Published 13 January 2010

The space arms race accelerates, as China and India announced the development of hit-to-kill anti-satellite weapons; the United States has been developing this technology for years – but since the U.S. military and economy are much more dependent on satellites, the United States becomes more vulnerable as more countries acquire anti-satellite capabilities

Anti-satellite weapon // Source:

India and China are forging ahead with technology that could be used to kill satellites. An official from India’s Ministry of Defense announced on 3 January that the country is developing a “kill vehicle” with laser vision that could home in on and destroy satellites in orbit.

David Shiga writes that on Tuesday, China announced it had carried out a successful missile defense test the previous day. China did not release details of the test, but said it involved a missile interceptor.

The Chinese test came three years to the day after it fired a missile in a test that destroyed one of its own satellites in Earth orbit, creating thousands of pieces of high-speed debris that continue to continue to threaten other satellites.

As Jeffrey Lewis, an analyst for the New America Foundation based in Washington, D.C., points out, there is not much difference between missile defense and anti-satellite technology. Both involve missiles, sometimes called “kinetic energy” interceptors, that can be precisely targeted at fast-moving objects in order to slam into and destroy them.

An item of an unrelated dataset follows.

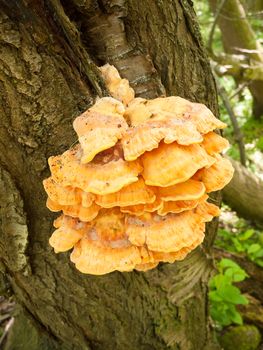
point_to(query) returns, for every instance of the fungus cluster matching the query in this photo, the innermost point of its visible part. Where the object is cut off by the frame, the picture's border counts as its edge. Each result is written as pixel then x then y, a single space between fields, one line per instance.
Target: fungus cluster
pixel 133 191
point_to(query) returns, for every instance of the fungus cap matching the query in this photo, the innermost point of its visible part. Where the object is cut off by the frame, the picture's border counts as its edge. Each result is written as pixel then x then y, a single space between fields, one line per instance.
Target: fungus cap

The Indian announcement made that link explicit, describing the work on anti-satellite technology as part of the country’s own missile defense program, carried out against a backdrop of military tensions with Pakistan.

Shiga writes that as for the Chinese missile defense test, it is natural to wonder whether it was intended at least in part as a continuation of its work on anti-satellite technology.

Though the spotlight is on India and China this week, Lewis points out that these two countries are not acting in isolation. “The U.S. has pioneered [hit-to-kill] technology — and encouraged its spread to allies like Israel, Japan and Taiwan among others,” he writes. “Now China and India are racing to join the club.”